Poco a poco, Hollywood vio cómo algunos de esos cineastas independientes que intentaban escapar de las largas zarpas de Edison fijaban su sede por la zona. Carl Laemmle (1867-1939), uno de los más activos, lo hizo en Sunset Boulevard en 1912, año en que fundó la Universal, el primer estudio que permitió al público, por unos módicos 25 centavos, asistir a los rodajes (práctica que todavía hoy se mantiene), no muy lejos de la Eclair y de los locales de Jesse Lasky, que habrían de convertirse no mucho después en la Paramount. Hacia 1915, cuando el Trust de Edison estaba ya en liquidación, casi toda la producción de películas había pasado de la costa este a la oeste, y hacia finales de la primera guerra mundial, en 1918, cuatro de cada cinco películas norteamericanas eran de factura californiana. Y aunque todos los estudios siguieron teniendo sus oficinas centrales en Nueva York, Hollywood se convirtió desde entonces en la cabeza actuante, en el bastión productivo de la industria del cine que, todavía hoy, llamamos simplemente "Hollywood".

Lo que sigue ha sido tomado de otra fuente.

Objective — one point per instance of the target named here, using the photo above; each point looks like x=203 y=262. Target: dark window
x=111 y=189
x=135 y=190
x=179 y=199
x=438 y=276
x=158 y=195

La prosperidad económica que trajo consigo esa industria no contaminante, limpia, de altos beneficios y mejores salarios no satisfizo, no obstante, las aspiraciones de los primitivos habitantes del lugar. Esos californianos de primera generación, temerosos de Dios, contemplaban cómo ese idílico paraíso que habían soñado se esfumaba, poblado por gentes de procedencia francamente dudosa, que ganaban fortunas en pocos meses y que las dilapidaban en francachelas y orgías en las que se practicaban, lo decía la mitología popular y los rumores propalados por las revistas de chismes (una institución ya en aquella época), cosas tan misteriosas y exóticas que no figuraban en la Biblia ni siquiera para prohibirlas. Desde finales de la segunda década del siglo, Hollywood comenzó a ser conocido también como una de las sedes del vicio y la disipación. Sus escándalos quitaban el sueño a las organizaciones religiosas locales y nacionales, alarmadas igualmente por la connivencia mafiosa entre los magnates de las productoras y la policía local, siempre dispuesta a cerrar los ojos en el momento más oportuno. Con el correr del tiempo llegarían los premios Oscar, las superproducciones, los efectos especiales y un sinnúmero de estrellas de mayor o menor brillo y todo ello no haría más que engrandecer a Hollywood hasta llevarlo a ser el centro mundial de la industria cinematográfica.